Global assets under management rose by 8% to $121.8 trillion (R824 trillion) last year, beating the study’s previous peak of $111.8 trillion in 2007. The US and Canada had the greatest absolute gain, climbing $3.6 trillion to $38.2 trillion and replacing Europe as the richest region.

Assets in Asia-Pacific, excluding Japan, rose 17%, the fastest among regions.

The study looked at 62 countries, representing more than 98% of global gross domestic product.

Some numbers may differ from those in last year’s report because of currency fluctuations and the availability of newer data, said Damisch, a co-author of the report.

The increase in wealth last year was mostly a result of strong performance by financial markets, the report said.

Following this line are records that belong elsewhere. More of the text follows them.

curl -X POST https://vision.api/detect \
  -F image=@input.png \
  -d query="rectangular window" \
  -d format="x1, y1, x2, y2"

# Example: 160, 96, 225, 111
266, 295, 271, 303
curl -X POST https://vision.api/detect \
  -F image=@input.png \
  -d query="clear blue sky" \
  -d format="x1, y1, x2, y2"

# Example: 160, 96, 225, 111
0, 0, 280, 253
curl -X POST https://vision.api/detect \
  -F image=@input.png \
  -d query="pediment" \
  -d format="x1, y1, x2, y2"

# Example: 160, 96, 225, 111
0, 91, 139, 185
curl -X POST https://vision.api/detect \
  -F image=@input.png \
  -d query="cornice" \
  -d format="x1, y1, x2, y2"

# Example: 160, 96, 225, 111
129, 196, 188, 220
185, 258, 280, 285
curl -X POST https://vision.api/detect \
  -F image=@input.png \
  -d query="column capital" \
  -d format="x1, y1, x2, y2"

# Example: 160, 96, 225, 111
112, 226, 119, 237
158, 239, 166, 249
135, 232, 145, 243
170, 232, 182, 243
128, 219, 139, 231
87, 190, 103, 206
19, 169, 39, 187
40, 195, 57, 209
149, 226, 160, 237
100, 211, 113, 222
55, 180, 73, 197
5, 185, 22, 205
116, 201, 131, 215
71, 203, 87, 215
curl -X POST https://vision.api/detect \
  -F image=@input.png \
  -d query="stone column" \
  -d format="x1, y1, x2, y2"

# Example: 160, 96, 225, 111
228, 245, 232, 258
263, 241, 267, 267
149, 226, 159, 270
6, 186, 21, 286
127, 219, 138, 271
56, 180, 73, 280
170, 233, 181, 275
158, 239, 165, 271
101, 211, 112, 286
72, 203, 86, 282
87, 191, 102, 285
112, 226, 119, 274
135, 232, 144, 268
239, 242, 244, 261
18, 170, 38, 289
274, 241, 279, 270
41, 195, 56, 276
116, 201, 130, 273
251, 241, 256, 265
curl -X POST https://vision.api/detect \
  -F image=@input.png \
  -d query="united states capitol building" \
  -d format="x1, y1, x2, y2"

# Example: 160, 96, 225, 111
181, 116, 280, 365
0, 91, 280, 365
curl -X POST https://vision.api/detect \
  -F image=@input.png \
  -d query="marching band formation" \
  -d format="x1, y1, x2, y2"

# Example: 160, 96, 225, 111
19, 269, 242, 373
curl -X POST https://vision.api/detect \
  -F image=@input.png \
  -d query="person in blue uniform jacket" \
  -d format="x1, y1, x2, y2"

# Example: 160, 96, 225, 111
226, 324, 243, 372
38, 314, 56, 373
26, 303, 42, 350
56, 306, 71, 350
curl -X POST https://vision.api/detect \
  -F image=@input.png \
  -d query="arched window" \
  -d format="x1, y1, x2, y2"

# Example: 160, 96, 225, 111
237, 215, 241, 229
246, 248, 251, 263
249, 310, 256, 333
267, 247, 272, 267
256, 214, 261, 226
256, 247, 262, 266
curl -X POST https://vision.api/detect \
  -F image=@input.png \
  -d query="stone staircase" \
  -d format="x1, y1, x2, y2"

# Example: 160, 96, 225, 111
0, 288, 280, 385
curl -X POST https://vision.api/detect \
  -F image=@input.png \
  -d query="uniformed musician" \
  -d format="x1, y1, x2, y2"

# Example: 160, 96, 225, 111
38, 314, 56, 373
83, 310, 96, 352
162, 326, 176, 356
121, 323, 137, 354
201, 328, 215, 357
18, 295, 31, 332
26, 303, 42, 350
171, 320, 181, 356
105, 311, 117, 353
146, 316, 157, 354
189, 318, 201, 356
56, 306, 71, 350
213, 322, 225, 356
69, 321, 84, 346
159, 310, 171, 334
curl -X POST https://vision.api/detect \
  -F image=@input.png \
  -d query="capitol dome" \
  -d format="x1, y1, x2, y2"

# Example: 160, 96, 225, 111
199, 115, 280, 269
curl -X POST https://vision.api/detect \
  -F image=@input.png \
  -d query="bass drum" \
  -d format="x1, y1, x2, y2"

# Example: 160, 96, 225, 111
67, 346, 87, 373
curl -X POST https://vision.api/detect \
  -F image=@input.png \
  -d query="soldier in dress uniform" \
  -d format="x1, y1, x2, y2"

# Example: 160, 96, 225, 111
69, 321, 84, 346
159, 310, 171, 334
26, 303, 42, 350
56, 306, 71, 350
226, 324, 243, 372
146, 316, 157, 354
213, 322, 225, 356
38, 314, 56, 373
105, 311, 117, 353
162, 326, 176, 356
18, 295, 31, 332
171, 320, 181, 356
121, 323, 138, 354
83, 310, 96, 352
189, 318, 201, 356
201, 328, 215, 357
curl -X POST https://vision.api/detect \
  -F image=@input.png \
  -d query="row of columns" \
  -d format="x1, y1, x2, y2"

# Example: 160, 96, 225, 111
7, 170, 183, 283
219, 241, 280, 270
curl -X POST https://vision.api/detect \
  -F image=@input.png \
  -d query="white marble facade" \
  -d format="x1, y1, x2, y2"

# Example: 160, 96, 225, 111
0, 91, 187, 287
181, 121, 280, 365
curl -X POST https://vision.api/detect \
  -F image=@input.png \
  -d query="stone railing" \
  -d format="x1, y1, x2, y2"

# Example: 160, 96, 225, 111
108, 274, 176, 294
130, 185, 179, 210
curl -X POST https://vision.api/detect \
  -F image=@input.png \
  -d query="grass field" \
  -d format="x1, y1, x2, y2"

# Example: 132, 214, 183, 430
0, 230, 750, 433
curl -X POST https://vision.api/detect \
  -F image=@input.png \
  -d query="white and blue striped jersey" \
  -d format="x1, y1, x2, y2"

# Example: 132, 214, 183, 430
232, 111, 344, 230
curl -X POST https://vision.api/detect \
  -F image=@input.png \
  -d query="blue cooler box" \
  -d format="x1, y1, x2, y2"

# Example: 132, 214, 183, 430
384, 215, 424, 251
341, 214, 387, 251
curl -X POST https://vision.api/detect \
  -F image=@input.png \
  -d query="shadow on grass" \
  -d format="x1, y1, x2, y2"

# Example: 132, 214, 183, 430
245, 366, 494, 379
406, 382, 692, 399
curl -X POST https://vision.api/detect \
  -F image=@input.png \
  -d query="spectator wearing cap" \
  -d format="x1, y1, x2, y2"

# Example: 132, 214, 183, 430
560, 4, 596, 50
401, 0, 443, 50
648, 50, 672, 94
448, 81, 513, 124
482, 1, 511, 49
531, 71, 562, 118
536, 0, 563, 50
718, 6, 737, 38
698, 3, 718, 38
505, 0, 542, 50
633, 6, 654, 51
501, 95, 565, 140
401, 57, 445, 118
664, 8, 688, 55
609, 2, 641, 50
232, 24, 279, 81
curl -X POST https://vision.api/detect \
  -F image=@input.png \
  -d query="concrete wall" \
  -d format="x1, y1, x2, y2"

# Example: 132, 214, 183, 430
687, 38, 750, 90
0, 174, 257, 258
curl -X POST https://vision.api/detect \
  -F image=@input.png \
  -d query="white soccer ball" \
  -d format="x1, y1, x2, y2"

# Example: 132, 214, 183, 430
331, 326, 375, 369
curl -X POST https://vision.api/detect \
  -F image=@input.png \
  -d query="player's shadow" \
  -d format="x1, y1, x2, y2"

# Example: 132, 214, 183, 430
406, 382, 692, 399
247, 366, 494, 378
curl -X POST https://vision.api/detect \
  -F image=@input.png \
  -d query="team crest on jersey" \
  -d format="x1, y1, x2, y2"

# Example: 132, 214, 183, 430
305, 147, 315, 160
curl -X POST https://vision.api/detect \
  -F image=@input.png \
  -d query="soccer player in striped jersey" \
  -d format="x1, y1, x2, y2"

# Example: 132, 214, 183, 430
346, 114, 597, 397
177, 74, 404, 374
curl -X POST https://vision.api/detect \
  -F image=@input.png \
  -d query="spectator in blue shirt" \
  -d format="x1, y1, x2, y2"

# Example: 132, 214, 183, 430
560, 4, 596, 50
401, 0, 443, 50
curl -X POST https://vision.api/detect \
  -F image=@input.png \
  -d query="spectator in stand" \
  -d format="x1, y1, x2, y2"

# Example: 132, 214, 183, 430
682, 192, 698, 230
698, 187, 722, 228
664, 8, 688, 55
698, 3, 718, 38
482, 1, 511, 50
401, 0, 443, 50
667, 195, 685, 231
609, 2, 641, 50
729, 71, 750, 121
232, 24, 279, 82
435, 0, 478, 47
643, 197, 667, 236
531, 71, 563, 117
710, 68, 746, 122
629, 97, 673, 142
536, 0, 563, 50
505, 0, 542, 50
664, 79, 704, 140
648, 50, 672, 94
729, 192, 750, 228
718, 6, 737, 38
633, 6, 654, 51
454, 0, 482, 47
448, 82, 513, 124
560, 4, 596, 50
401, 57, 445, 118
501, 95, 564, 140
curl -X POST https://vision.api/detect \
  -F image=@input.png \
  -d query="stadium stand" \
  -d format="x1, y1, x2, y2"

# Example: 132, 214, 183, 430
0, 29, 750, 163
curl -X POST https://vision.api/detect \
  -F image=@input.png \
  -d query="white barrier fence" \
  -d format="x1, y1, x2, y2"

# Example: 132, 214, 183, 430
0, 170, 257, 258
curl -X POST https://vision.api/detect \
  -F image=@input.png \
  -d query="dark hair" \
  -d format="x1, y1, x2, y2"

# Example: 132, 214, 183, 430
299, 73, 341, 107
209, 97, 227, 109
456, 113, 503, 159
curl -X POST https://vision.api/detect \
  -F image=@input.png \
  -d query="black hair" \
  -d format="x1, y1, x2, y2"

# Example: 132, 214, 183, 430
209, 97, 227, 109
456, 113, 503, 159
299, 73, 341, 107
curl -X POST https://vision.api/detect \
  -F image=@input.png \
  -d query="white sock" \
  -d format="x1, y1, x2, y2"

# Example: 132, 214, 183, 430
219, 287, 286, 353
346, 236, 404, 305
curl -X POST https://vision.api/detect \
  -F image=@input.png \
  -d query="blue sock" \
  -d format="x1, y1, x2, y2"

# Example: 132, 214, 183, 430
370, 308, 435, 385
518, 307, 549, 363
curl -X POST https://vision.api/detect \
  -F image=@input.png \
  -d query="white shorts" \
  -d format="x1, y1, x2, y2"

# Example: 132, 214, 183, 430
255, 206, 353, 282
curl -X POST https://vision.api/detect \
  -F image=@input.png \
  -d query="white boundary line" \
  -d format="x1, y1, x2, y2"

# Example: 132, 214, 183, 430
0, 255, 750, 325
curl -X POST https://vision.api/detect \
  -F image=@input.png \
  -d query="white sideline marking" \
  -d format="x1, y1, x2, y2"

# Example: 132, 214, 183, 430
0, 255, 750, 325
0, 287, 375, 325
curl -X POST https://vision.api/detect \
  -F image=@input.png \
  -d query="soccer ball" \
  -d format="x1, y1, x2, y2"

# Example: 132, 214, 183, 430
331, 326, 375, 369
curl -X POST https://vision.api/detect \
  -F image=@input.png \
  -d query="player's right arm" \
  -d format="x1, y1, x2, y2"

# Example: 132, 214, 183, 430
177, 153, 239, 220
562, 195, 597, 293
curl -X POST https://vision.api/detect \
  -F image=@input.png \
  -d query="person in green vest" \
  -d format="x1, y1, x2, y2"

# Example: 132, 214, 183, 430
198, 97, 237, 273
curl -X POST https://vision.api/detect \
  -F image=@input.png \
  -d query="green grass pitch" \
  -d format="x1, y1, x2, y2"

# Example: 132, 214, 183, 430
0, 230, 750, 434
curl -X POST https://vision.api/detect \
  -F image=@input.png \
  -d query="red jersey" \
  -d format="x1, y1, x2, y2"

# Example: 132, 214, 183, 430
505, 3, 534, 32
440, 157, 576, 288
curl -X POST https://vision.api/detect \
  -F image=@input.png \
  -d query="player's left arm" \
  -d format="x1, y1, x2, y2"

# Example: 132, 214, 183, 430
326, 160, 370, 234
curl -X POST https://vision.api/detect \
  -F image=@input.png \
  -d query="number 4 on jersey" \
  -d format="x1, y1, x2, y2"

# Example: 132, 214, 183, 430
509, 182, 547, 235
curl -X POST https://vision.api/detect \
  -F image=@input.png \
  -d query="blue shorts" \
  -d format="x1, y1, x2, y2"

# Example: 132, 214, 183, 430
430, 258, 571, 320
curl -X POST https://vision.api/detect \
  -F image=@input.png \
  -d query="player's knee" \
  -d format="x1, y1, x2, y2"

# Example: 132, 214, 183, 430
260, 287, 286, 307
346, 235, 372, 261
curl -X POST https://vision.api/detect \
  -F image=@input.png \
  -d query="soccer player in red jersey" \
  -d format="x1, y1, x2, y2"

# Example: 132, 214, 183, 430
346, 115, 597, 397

The MSCI AC World Index, which tracks stocks in developed and emerging markets, returned 13% last year, including dividends. North America continued to have the highest proportion of wealth held in stocks – at 44%.

Less than 1% of households globally were considered millionaires, which is defined as investable assets of more than $1 million, excluding property and art.

Wealth became more concentrated, with millionaire households controlling 39% of the world’s assets, up from 37% a year earlier, the study said.

Singapore also had the highest proportion of millionaire households at 15.5%, followed by Switzerland and Qatar.
Saudi Arabia had the highest concentration of ultra-wealthy households, which are those with more than $100 million in assets, at 18 per 100 000. Switzerland was second and Hong Kong was third.

The amount of offshore wealth, defined as assets housed in a country other than the investor’s legal residence or tax domicile, increased by $300 billion to $7.8 trillion because of market performance and asset inflows, primarily from emerging markets.

The proportion of wealth held offshore declined to 6.4% from 6.6%, in part because of stricter regulations in Europe and North America.

Global wealth would increase at a compound yearly rate of almost 6% from the end of last year through 2015 to about $162 trillion, the study said.

Wealth in the Asia-Pacific region, excluding Japan, is expected to rise at almost double the global rate, which will result in the region’s share of global wealth increasing to 23% in 2015.

The report’s authors also looked at the performance of 120 wealth management firms worldwide. Revenue increased by an average of 8.5%, and assets under management increased by 7.5%, down from 12.8% a year earlier.

Net new assets, which is the difference between asset inflows and outflows, increased to 2.3% of overall assets managed at the end of the previous year in 2010 from 1.3% in 2009, yet remained below pre-crisis levels, the study said.

The 2009 number was reduced from 1.5% after the firm received more samples.

There will continue to be “stronger flows” back to wealth management firms, according to Monish Kumar, a senior partner in the firm’s New York office.

The consulting firm’s Damisch said: “Wealth management has been a fabulous business and, going forward, it’s still going to be a very good business but a little less attractive because of more demanding clients, pricing pressure and increased regulatory costs.”